Syntactic function vi

intransitive verb, verb which has no explicit or implicit object.

vi is often hard to distinguish from a transitive verb with a contextually determinate omitted object vi(oN), and even more difficult to distinguish from a transitive verb with a lexically determinate omitted object as in the English "he drinks", for which see vt[oN].

Criteria for the intransitivity of a verb X:

1. X is verbal and may not be preceded by the object pronoun suǒ 所 or followed by the object pronoun zhī 之 or an explicit nominal or verbal object without changing its meaning.

Note that yuē 曰 "say" would turn out intransitive if the acceptability of zhī 之 and suǒ 所 were taken as the sole criterion. Not all words that disallow pronominalisation of the object are for that reason intransitive.

2. X is verbal and cannot have a contextually determinate or contextually retrievable "understood" referential object.

3. "Diffuse" objects of verbs create a problem when they cannot be made explicit.

In practice, the decision whether a verb is or is not intransitive is often frustratingly complex and irresolvably problematic. When there is no object, as in English "he is jealous", the semantics of jealousy still involves an object. In this case we ascribe a semantic feature "trans", as in vi - tr. For example, there is no doubt that the English "complain" describes a speech act which involves complaining about something: there is no complaining that is not about something. Semantically and logically, at some deep level, there is always an object of complaint.
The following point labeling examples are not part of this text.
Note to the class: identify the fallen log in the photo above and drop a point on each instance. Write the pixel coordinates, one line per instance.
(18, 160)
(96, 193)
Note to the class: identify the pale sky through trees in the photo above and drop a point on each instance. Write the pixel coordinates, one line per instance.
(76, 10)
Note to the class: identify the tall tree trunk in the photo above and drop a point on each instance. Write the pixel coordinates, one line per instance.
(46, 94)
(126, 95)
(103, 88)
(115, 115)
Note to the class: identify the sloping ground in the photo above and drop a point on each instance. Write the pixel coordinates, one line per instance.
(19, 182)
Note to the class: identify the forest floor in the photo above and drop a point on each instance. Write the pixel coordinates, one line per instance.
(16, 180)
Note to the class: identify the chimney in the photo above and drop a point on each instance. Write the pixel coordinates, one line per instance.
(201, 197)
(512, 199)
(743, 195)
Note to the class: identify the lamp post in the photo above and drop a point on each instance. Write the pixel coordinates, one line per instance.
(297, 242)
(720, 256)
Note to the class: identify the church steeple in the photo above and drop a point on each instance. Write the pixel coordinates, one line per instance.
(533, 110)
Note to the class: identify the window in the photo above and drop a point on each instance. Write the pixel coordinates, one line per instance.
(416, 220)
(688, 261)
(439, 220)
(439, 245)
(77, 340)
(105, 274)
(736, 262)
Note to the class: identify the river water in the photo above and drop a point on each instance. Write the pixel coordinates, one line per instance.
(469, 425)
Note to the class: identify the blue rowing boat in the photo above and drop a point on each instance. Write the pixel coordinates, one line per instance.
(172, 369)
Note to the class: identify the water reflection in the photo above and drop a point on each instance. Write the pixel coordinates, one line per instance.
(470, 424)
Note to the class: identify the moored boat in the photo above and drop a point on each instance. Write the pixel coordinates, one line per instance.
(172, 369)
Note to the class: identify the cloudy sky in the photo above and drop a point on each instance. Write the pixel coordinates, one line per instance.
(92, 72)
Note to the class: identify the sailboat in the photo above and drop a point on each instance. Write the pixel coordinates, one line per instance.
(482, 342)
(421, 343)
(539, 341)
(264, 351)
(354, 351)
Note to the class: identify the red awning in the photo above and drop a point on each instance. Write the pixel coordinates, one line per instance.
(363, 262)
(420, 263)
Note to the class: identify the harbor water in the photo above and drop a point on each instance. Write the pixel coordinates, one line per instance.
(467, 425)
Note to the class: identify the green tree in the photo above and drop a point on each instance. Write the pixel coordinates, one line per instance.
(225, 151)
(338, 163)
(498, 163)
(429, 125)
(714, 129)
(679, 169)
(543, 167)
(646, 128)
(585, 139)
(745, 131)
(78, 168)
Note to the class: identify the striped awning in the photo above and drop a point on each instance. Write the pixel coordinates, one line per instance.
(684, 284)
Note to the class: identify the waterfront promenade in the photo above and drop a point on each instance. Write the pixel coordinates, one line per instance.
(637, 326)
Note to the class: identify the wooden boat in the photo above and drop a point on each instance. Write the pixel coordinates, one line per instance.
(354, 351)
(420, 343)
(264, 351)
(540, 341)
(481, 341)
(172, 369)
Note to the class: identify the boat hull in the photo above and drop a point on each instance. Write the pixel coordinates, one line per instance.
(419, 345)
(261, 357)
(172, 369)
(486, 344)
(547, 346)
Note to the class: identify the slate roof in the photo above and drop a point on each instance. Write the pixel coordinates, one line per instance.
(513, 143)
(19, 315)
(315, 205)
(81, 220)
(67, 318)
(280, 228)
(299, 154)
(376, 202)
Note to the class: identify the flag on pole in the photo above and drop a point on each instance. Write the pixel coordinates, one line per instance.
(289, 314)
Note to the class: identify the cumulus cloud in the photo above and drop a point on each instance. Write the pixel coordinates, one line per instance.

Indeed, there typically is also an audience to which the complaint is addressed.

However, in a sentence like "She loves complaining" one would like to take complaining to be intransitive because both objects are not specified and no specific objects are understood. One could rest satisfied with this, if there weren't examples like "She loves complaining about things." Here no object is specified, and yet there is an overt grammatical object, so that we have a clear case of vtt. Even worse is "She loves complaining to people about things". Here we have two overt grammatical objects (in our terminology a clear case of a ditransitive verb vtt, although none of the referential objects are specified.

In TLS we handle the problem as follows: a verb which occurs without any object, and without any specific object being understood is taken to be an instance of an intransitive verb.

When such a verb is followed, for example, by the very common indeterminate zhī 之 "something, things" we acknowledge this as a transitive use of the verb, with the semantic specifier - obj=unspecified, or - trans.

This still leaves some surprising problems: for one thing shā rén 殺人 "commit murder; kill others" is not usually used to distinguish between the killing of humans as opposed to killing animals, nor is it currently used to distinguish murder from suicide. Thus even this kind of rén 人 would have to count as an object triggering "obj=unspecified". The number of verbs that work like shā 殺 in this respect and take rén 人 as an unspecified object does not seem to be large and these verbs need to be identified and listed. A second problematic case is that of the spurious general indeterminate object pronoun zhī 之 which is often translatable and does not seem to convert the preceding vi into a semantic vt. These cases are worth collecting, and I propose to call them - obj=diffuse.